Siamo quindi entrati nell'insidioso territorio delle 'fake news e linguaggi della comunicazione scientifica': il Garbage Patch non è noto al grande pubblico a seguito di studi scientifici che lo hanno descritto e che ne studiano i meccanismi, ma perché è stato presentato da alcuni media come un'immensa porzione di Oceano solidificata dalla plastica. “Addirittura, in alcuni articoli si dice che tutto il Subtropical Gyre è un Garbage Patch e che esiste un fantomatico continente di plastica tra America e Asia. Da qui a creare il concetto di isola di plastica il passo è breve”, chiarisce il ricercatore. “Il termine è stato usato la prima volta nel titolo di un articolo dalla giornalista americana Lindsey Hoshaw, di ritorno da un viaggio sulla rotta di Moore. Una parte della stampa italiana ha scelto di usare il termine 'isola di plastica' al posto del più corretto 'Garbage Patch', la cui traduzione in italiano è toppa o rammendo. Se esistesse veramente un'isola solida sarebbe visibile da satellite. Studi recenti effettuati dal Cnr-Ismar per conto dell'Agenzia spaziale europea, che mirano a definire gli standard per monitorare la plastica da satellite, hanno permesso di individuare nel Mediterraneo accumuli locali anche delle dimensioni di alcuni metri (Topouzelis et al. 2021), ma in nessuna delle immagini satellitari è stato possibile trovare la cosiddetta isola di plastica. Anche chi è stato nella zona del Garbage Patch dice che non si vede niente, nessuna massa galleggiante o qualcosa di solido, a parte alcuni sporadici oggetti che avevano impressionato Moore”.
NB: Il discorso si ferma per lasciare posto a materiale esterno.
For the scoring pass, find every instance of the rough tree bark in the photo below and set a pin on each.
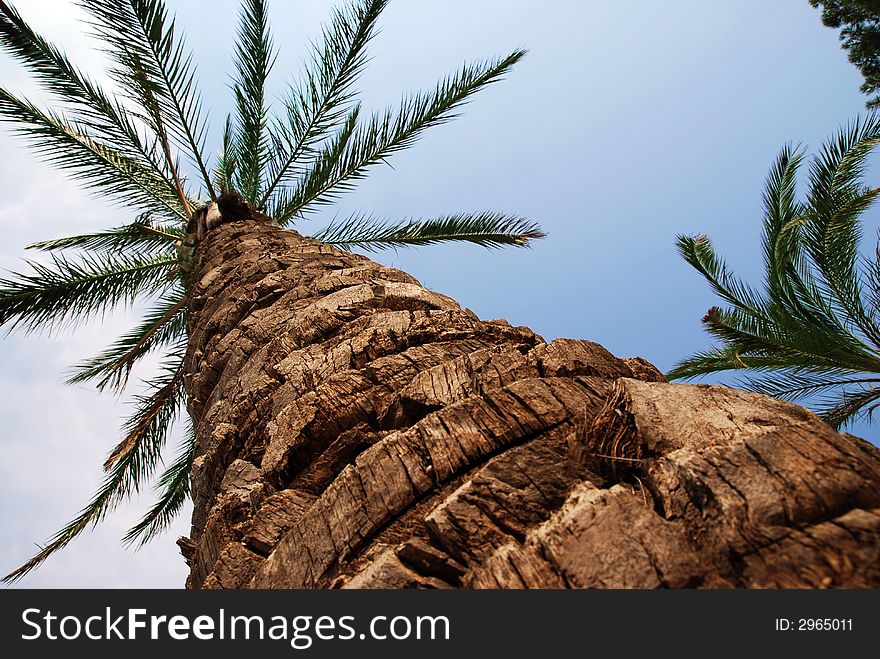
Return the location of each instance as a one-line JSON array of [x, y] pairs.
[[357, 430]]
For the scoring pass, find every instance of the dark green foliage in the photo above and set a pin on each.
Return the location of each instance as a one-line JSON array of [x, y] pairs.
[[813, 331], [859, 25], [136, 151]]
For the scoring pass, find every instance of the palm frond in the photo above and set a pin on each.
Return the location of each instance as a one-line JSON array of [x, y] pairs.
[[699, 253], [324, 95], [253, 61], [386, 134], [155, 70], [798, 384], [162, 325], [94, 164], [90, 106], [67, 292], [227, 162], [174, 484], [140, 237], [485, 229], [813, 334], [134, 459]]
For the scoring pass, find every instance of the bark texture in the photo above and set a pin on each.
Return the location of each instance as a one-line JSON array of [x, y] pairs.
[[357, 430]]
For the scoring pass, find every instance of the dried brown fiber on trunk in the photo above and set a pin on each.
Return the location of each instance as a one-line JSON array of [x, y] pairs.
[[357, 430]]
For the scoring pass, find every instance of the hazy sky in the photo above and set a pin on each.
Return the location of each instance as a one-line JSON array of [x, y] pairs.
[[628, 122]]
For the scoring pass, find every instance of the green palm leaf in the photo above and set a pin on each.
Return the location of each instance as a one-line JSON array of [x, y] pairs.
[[67, 292], [155, 71], [130, 462], [322, 99], [94, 164], [253, 61], [90, 106], [163, 325], [127, 145], [139, 237], [174, 484], [385, 134], [813, 332]]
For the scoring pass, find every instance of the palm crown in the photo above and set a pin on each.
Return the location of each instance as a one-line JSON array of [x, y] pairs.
[[136, 147], [814, 331]]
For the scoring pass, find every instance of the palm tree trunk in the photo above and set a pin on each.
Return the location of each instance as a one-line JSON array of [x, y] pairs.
[[357, 430]]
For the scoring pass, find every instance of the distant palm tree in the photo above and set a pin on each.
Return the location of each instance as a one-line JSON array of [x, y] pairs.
[[137, 149], [813, 332]]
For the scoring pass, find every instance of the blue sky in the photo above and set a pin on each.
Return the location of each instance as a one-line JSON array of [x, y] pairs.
[[626, 124]]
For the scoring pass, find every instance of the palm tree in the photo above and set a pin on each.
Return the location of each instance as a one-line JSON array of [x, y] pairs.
[[813, 331], [144, 146]]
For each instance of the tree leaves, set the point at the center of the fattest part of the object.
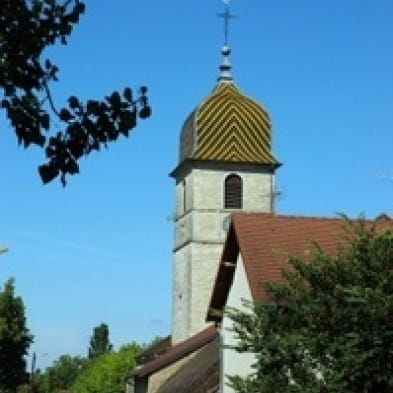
(27, 28)
(15, 339)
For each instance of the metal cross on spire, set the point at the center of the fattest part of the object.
(227, 16)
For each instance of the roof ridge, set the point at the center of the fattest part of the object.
(301, 216)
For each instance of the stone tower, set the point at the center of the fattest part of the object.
(225, 165)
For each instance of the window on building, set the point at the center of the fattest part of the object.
(184, 196)
(233, 192)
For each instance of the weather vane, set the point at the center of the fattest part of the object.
(227, 16)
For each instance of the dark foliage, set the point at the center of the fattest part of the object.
(99, 342)
(27, 28)
(15, 340)
(330, 328)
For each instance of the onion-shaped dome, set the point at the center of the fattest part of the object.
(227, 126)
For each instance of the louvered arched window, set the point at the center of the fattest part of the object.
(233, 192)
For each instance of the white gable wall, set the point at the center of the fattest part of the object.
(233, 363)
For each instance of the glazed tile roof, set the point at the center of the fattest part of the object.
(265, 241)
(228, 126)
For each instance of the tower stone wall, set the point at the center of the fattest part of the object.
(200, 232)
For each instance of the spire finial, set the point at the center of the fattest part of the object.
(227, 16)
(225, 67)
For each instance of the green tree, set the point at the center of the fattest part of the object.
(61, 374)
(15, 339)
(329, 329)
(27, 28)
(99, 342)
(107, 373)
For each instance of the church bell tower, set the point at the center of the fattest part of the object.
(225, 165)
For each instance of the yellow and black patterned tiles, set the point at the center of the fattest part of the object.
(232, 127)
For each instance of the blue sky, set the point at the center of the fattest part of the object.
(100, 249)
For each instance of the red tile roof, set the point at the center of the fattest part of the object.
(265, 241)
(179, 351)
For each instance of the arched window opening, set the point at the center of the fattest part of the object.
(233, 192)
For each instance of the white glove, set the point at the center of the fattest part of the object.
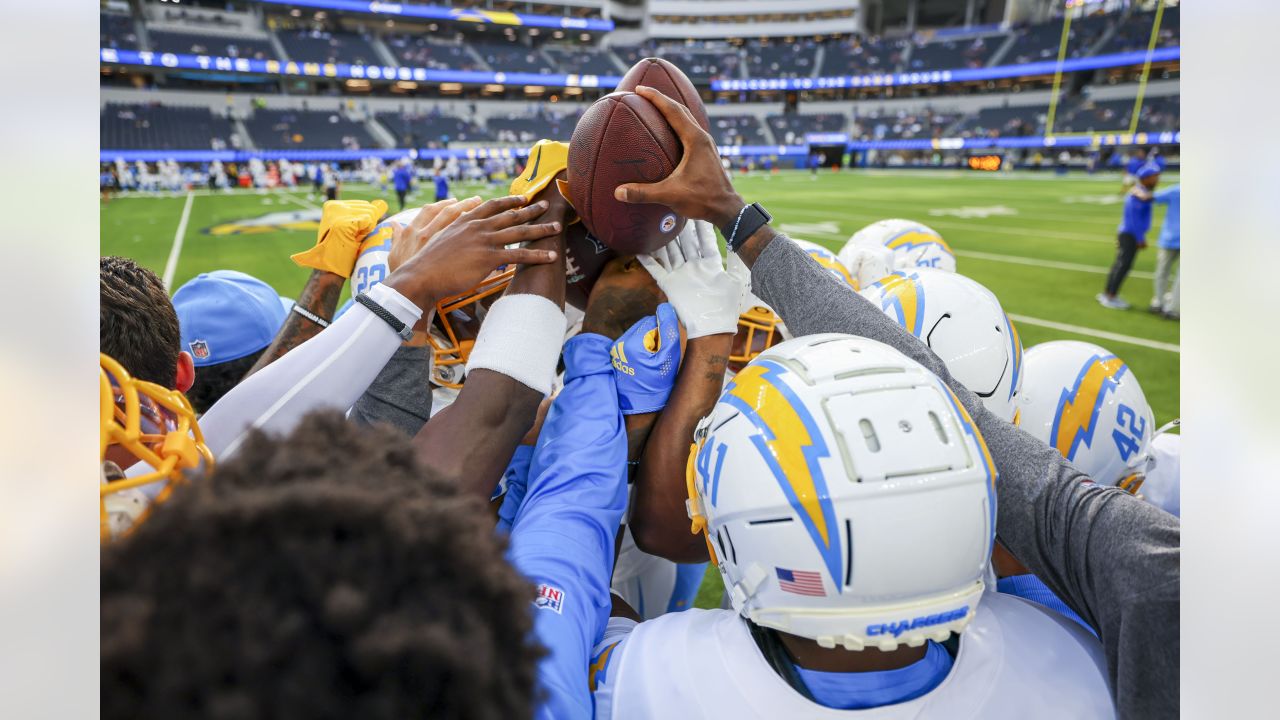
(689, 269)
(867, 263)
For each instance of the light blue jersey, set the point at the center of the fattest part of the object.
(563, 531)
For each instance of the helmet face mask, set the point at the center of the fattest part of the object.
(149, 423)
(819, 455)
(457, 324)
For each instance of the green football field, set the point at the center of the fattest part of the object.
(1042, 244)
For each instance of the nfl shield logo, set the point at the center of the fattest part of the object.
(200, 349)
(549, 597)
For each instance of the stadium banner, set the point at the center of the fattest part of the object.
(455, 14)
(214, 63)
(1097, 140)
(346, 71)
(960, 74)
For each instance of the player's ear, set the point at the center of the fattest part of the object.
(186, 374)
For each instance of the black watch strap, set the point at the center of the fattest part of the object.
(401, 328)
(744, 226)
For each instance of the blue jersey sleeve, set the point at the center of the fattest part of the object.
(562, 534)
(512, 486)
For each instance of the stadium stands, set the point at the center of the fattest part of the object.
(155, 127)
(583, 60)
(1134, 32)
(855, 57)
(117, 31)
(534, 124)
(1002, 122)
(737, 130)
(1043, 40)
(280, 130)
(430, 130)
(790, 130)
(781, 59)
(703, 65)
(219, 45)
(924, 124)
(421, 51)
(1157, 114)
(946, 54)
(513, 57)
(323, 46)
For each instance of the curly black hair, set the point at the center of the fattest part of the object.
(137, 324)
(214, 381)
(323, 574)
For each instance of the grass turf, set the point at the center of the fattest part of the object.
(1008, 229)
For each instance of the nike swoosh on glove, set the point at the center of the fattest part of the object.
(645, 360)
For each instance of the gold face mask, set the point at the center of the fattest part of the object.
(757, 332)
(149, 423)
(457, 323)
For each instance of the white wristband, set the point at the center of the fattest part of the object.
(521, 338)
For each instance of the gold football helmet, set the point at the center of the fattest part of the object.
(147, 423)
(457, 323)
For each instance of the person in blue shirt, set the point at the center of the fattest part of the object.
(1132, 165)
(1132, 235)
(442, 186)
(1168, 247)
(562, 537)
(403, 180)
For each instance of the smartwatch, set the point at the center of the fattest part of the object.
(744, 226)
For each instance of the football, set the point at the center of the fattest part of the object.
(622, 139)
(668, 80)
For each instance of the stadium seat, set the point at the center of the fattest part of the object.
(306, 128)
(155, 127)
(320, 46)
(117, 31)
(220, 45)
(430, 130)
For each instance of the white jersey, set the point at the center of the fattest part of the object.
(1162, 486)
(1016, 660)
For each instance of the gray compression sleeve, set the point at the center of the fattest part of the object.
(1110, 556)
(332, 369)
(401, 395)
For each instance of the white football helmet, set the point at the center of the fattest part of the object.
(1084, 401)
(964, 324)
(845, 495)
(828, 260)
(914, 245)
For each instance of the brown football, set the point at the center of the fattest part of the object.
(668, 80)
(622, 139)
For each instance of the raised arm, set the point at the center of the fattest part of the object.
(343, 226)
(337, 365)
(691, 274)
(510, 372)
(562, 536)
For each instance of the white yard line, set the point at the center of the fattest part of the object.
(1102, 335)
(1055, 264)
(170, 265)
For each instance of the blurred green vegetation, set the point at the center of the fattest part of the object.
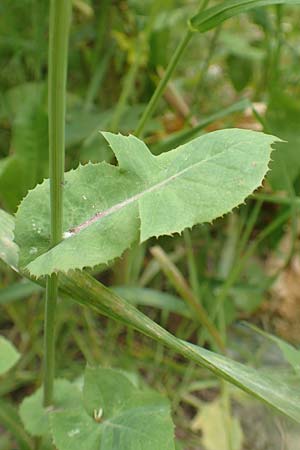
(243, 74)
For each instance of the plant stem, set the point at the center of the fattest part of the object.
(162, 84)
(60, 15)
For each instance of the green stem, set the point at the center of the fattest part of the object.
(162, 84)
(60, 15)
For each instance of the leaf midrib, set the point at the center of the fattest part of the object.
(118, 206)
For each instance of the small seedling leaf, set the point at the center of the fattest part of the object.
(35, 416)
(116, 415)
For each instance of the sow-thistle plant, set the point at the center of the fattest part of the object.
(98, 211)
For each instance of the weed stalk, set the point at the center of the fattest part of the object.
(60, 17)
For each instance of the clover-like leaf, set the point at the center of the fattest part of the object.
(116, 415)
(35, 416)
(107, 208)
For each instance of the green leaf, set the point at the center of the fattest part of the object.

Ma il fatto che non sia un'isola e che non ci possiamo camminare sopra non elimina il problema. “La plastica nel Garbage Patch si mescola continuamente e si muove per il vento e le correnti. Questo implica che non c'è uno strato superficiale dove si accumula in modo permanente: la plastica si trova in superficie, lungo la colonna d'acqua e giù fino al fondo dell'Oceano. Una massa enorme che a ragione può essere considerata la più grande discarica del Pianeta. Inoltre, non si tratta solo di pezzi di plastica visibili, spesso infatti sono frammenti microscopici, risultato della frammentazione di oggetti più grandi dovuta al sole, al sale, alle onde. Malgrado la presenza di questa enorme quantità, è teoricamente possibile attraversare il Garbage Patch senza vedere alcun oggetto di plastica”, conclude Aliani. “Magari il giorno seguente si possono vedere gli oggetti galleggianti che verranno col tempo degradati nella microplastica invisibile. La maggior parte degli oggetti visibili è materiale da pesca perduto. In una recente campagna oceanografica promossa dalla Scripps Institution of Oceanography di S. Diego, durante 19 giorni di campionamento nel Garbage Patch in tutte le 126 retinate effettuate è stata trovata plastica. Miriam Goldstein, che ha seguito il campionamento, riporta che spesso la bottiglia utilizzata per contenere il campione sembrava una di quelle palle di vetro con dentro la neve finta che si vendono come souvenir, una massa opaca per la presenza di microplastica sospesa. Si tratta pertanto di una 'zuppa di plastica' più che di un'isola. E questo non è normale e non fa ben sperare, soprattutto considerato che troviamo zuppe di plastica in diverse parti del mondo tra cui gli altri gyres dell'oceano e il Mediterraneo”.